Section: Features

Retiring professors reflect on time at Kenyon

As the spring semester comes to a close, the Kenyon community bids farewell to six retiring professors, each of whom has contributed significantly to Kenyon’s vibrant academic environment for many years.

While these professors’ backgrounds vary widely, they have all been united by their passions and their fond memories of Kenyon.

Professor of Psychology Allan Fenigstein began his career at Kenyon in 1974, and later worked as a visiting professor in other institutions in various countries, including Iceland, Czechia and England. In his 47 years of working at Kenyon, Professor Fenigstein witnessed the College evolve into what it is today; an institution that emphasizes research and scholarship. Looking back on his time on the Hill, Fenigstein believes that one aspect of Kenyon that has always spurred the best in students is the location in which they grow as intellectuals. Fenigstein deeply values the time he has shared with his students and colleagues, and will miss them dearly.

“[My favorite moments at Kenyon are] the ‘ah hah, I get it!’ moments that students have shared with me, [and] the lifelong friendship of former students, and the collegiality and friendship of colleagues,” he wrote in an email to the Collegian.

Even as Kenyon constructs new buildings and looks to the future, Professor Fenigstein believes “the beauty of the campus remains intact.” He offers his hope that Kenyon students will continue to exercise their creative minds, both in and outside of the classroom.

“[Although] students have improved, they have become better at studying for exams, and much less likely to exercise independent and creative thinking,” Fenigstein cautioned.

During his retirement, Fenigstein hopes to continue his research while spending his newfound time with family and friends.

Writer in Residence P.F. Kluge ’64 is also retiring this year. Kluge’s relationship with Kenyon began as a first-year student in 1960. In 1987, he returned as a professor and the College’s writer in residence, going on to publish Alma Mater in 1993, a work depicting a year at Kenyon.

Kluge hopes that in the years after his retirement, dialogue “between professors and students [will still] be the essence of a Kenyon experience.” Kluge will remain in Gambier during his retirement, where he hopes to continue reading, writing, gardening and walking along the Kokosing River: a continuation of his 60 years of life at Kenyon that began back in 1960.

Like Fenigstein, Kluge voiced concern about the level of students’ intellectual engagement, admitting that while Kenyon offered him a “potentially deep, possibly life-changing connection with his students,” many do not utilize the resources available to them. Kluge wishes that more Kenyon students would take advantage of faculty office hours and the creative and academic benefits they provide.

Having attended a liberal arts college in a town similar to Gambier, Professor of French Mary Jane Cowles knew what Kenyon had in store for her when she first arrived on the Hill in 1989. Now, as she prepares to depart after three decades, Cowles plans to continue her research in retirement, and to travel with her family and improve her oboe skills in her spare time. Whether it includes learning new languages, hiking or getting back into her favorite sports, Cowles’ retirement will be spent the same way she led her professional life: searching for new information.
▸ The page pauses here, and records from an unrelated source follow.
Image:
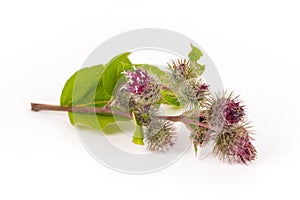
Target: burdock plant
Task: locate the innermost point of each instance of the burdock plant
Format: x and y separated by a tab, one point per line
136	92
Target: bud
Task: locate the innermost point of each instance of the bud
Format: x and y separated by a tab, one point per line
160	135
234	145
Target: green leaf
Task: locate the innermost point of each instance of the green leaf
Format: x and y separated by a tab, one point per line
93	87
79	87
169	98
110	77
96	121
154	70
195	54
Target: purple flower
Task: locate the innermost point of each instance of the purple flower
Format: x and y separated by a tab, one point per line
234	145
138	81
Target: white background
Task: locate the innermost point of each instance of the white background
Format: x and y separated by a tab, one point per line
254	44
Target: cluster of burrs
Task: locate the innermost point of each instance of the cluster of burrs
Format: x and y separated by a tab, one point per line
221	118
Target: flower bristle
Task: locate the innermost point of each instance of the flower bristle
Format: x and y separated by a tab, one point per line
234	145
225	110
160	135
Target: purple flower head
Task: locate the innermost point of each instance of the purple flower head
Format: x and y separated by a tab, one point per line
203	87
234	112
234	145
138	81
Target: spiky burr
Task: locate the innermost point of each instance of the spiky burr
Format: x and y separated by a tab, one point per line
160	135
234	145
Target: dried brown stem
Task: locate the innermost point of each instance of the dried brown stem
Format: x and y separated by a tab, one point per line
179	118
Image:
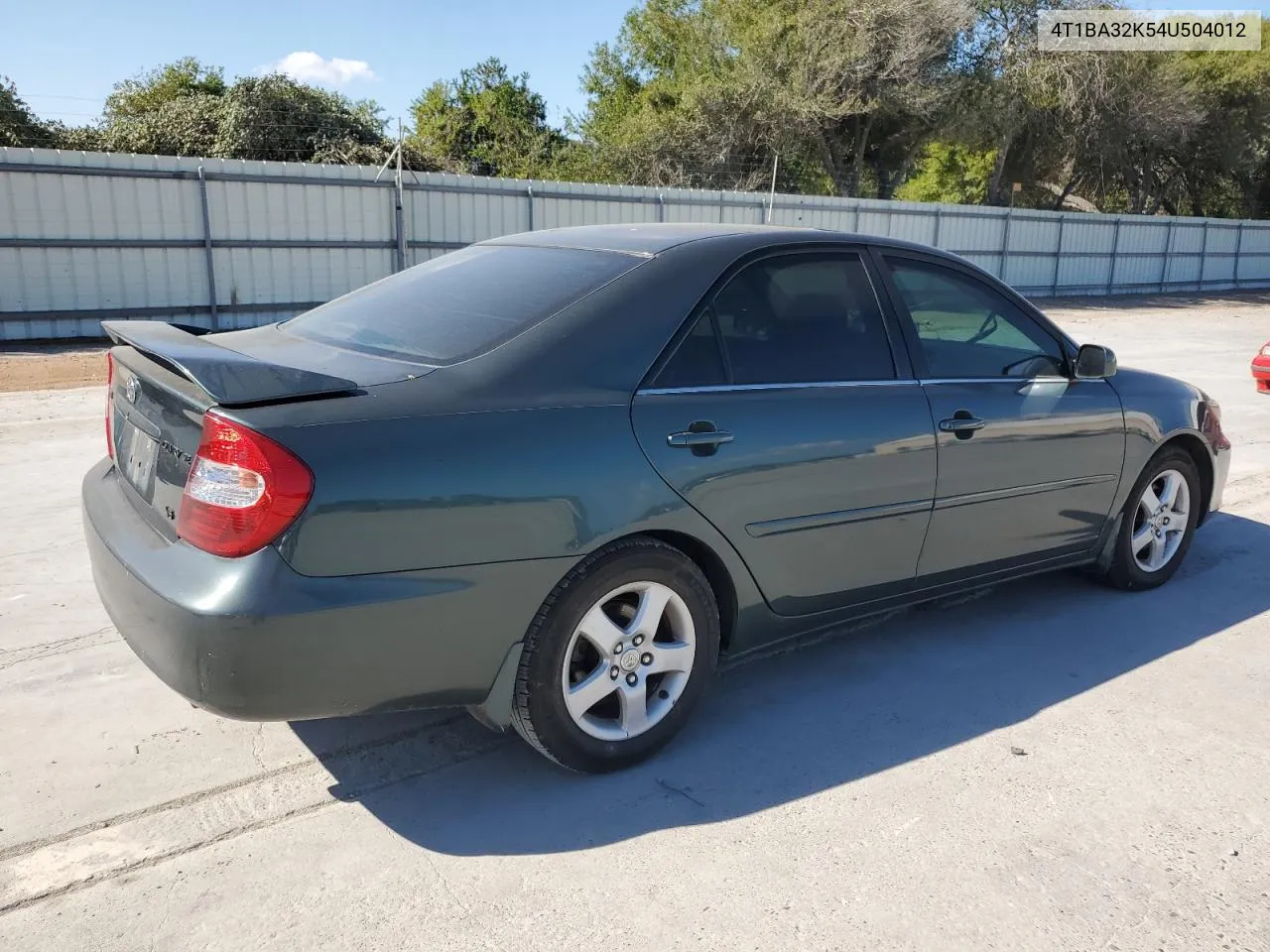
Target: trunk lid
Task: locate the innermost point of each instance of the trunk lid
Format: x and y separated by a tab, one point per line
167	377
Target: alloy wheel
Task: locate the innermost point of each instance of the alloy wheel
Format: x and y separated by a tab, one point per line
629	660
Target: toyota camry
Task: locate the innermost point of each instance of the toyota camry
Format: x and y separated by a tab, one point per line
557	477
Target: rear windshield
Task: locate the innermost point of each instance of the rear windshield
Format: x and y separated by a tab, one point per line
461	303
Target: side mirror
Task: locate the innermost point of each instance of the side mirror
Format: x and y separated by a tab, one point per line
1095	362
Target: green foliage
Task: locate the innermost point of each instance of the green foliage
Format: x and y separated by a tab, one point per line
18	125
486	122
952	173
951	100
275	117
150	91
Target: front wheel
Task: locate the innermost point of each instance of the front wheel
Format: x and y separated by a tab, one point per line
1159	524
616	657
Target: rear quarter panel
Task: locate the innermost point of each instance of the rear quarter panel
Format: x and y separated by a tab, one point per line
462	489
1156	411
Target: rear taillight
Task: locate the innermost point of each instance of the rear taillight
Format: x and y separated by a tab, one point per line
109	404
243	490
When looking back on her time at Kenyon, Cowles remarks that some of her favorite moments weren’t always the easiest ones. One of these moments was her time managing tryouts for Assistant Teacher (AT) positions, which she described as “a marathon event.”

“It was fun to see the students’ creativity at work and spend long sessions with colleagues. It was hard work, but we shared a lot of laughter as well,” Cowles recounted.

Cowles also appreciates the time that she invited students of her Myth and Meaning of the French Revolution (FREN 353) class to share a Napoleonic-style meal in her home.

Kenyon’s Department of English will witness a well-known couple retire this year as Professor of English Jim Carson and Associate Professor of English Deborah Laycock prepare to depart from the Hill.

Professor Carson’s favorite memories at Kenyon are those spent working individually with students, whether advising or supervising their honors theses. Originally attracted to Kenyon’s beauty, he hopes that Kenyon becomes “the village and community that we once were.”

Though Professor Carson will not be teaching English in Lentz House this coming fall, he will still often be found cycling in the Kenyon Athletic Center. Professor Carson is also looking forward to spending time with Professor Laycock, and his white German Shepherd, Annie.

While Kenyon professors will come and go over the years, these professors are confident that the Kenyon they knew will continue to be a source of academic growth and an enabler of creative expression for years to come.

Professor of History Bruce Kinzer and Associate Professor of English Deborah Laycock, who are also retiring this year, could not be reached for comment.